Inversión. Por Raúl Saucedo

ECOS DEL CALENDARIO

La discusión sobre una reforma electoral en México se ha reabierto a raíz de la instalación de la Comisión Presidencial para la Reforma Electoral, lo que representa una oportunidad para revisar aspectos fundamentales de nuestra democracia.

Entre las propuestas que circulan, destaca por su potencial de renovación —y por el debate que genera— la posibilidad de reducir la edad para votar a los 16 años. Esta medida busca incluir a un sector de la población que ya asume responsabilidades, pero que carece de voz en las urnas.

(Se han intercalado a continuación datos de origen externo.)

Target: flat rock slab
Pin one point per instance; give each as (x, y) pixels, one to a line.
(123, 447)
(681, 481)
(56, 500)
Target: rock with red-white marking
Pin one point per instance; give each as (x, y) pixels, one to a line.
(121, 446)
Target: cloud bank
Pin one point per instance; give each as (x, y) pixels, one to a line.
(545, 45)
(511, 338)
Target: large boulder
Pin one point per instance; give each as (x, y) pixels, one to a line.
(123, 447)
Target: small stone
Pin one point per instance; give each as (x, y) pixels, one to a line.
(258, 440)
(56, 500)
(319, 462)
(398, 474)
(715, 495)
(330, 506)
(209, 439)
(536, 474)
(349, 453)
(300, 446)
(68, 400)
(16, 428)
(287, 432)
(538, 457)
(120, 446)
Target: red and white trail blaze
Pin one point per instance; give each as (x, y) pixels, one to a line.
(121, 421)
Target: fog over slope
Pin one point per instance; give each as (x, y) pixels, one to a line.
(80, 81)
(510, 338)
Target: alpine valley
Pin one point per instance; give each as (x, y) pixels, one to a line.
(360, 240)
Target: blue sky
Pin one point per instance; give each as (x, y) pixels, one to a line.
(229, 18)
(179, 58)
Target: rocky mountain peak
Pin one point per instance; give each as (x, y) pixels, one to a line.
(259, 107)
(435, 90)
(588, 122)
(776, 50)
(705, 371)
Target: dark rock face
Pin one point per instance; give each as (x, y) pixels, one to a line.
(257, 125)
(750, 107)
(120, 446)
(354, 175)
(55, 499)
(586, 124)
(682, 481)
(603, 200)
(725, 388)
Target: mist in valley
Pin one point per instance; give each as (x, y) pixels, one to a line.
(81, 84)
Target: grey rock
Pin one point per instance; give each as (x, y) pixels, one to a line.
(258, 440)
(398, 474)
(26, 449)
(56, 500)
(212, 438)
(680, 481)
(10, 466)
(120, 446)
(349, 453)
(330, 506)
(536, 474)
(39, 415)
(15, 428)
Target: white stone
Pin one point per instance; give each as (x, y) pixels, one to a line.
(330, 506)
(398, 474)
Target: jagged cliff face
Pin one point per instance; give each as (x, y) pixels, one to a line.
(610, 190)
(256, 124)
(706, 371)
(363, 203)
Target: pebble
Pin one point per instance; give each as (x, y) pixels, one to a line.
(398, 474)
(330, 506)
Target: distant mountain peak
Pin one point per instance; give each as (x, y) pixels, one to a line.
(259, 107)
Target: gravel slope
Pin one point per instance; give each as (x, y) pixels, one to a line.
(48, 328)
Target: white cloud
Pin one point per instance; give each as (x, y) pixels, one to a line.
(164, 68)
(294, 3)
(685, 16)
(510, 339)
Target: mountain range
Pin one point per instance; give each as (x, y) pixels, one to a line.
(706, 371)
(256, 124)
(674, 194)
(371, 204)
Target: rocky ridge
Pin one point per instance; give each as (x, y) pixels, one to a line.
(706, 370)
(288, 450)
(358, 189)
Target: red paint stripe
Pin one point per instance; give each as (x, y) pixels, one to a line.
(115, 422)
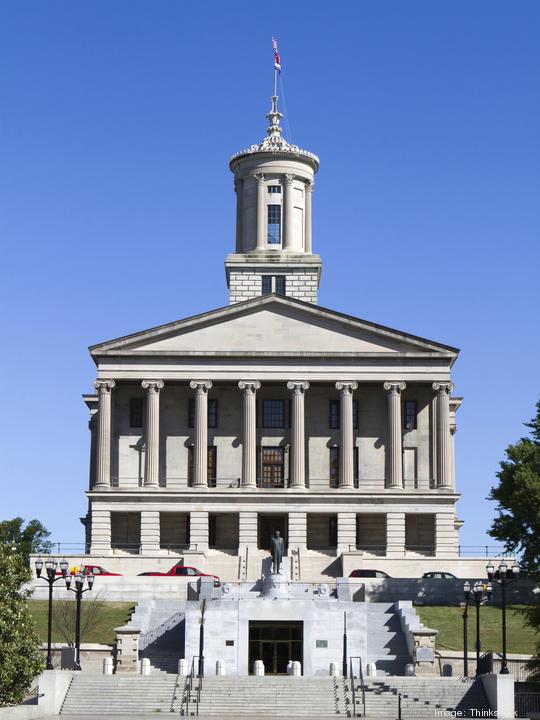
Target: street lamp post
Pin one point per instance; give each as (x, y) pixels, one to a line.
(480, 597)
(503, 576)
(50, 578)
(467, 594)
(79, 591)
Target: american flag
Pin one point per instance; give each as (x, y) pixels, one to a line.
(277, 62)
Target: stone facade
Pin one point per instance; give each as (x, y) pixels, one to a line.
(211, 431)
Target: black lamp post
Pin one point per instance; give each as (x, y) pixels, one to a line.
(79, 591)
(503, 576)
(50, 577)
(480, 597)
(467, 595)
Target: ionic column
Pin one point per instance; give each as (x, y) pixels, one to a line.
(346, 462)
(151, 463)
(288, 219)
(297, 476)
(444, 469)
(249, 443)
(239, 190)
(200, 451)
(307, 217)
(103, 464)
(261, 214)
(394, 451)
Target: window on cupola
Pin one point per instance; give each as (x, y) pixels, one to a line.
(274, 224)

El argumento de la supuesta inmadurez de los jóvenes pierde fuerza frente a una realidad: a los 16 años, muchos ya forman parte del mercado laboral, contribuyen con impuestos y asumen responsabilidades propias de la vida adulta. Sin embargo, se les niega el derecho a participar en la elección de los gobernantes cuyas decisiones impactan directamente su vida, como las políticas educativas o de empleo. Esta exclusión genera una brecha entre los políticos y los jóvenes, quienes perciben que sus intereses no son tomados en cuenta.

La experiencia internacional ofrece referencias valiosas. Países como Austria, Argentina y Brasil ya han implementado el voto desde los 16 años. En Austria, esta medida se ha consolidado como parte de su sistema democrático, fomentando una mayor participación cívica. En Argentina y Brasil, se trata de un voto opcional, lo que permite a los jóvenes ejercer este derecho si así lo desean. Estos casos demuestran que la inclusión de jóvenes de 16 y 17 años en la vida política es posible y puede fortalecer la democracia.

Para que esta propuesta avance en México, es crucial atender dos aspectos clave:

  1. Impulsar un debate profundo y plural, que involucre no solo a políticos, sino también a expertos en psicología, sociología y educación.
  2. Acompañar la medida con un fortalecimiento de la educación cívica en las escuelas.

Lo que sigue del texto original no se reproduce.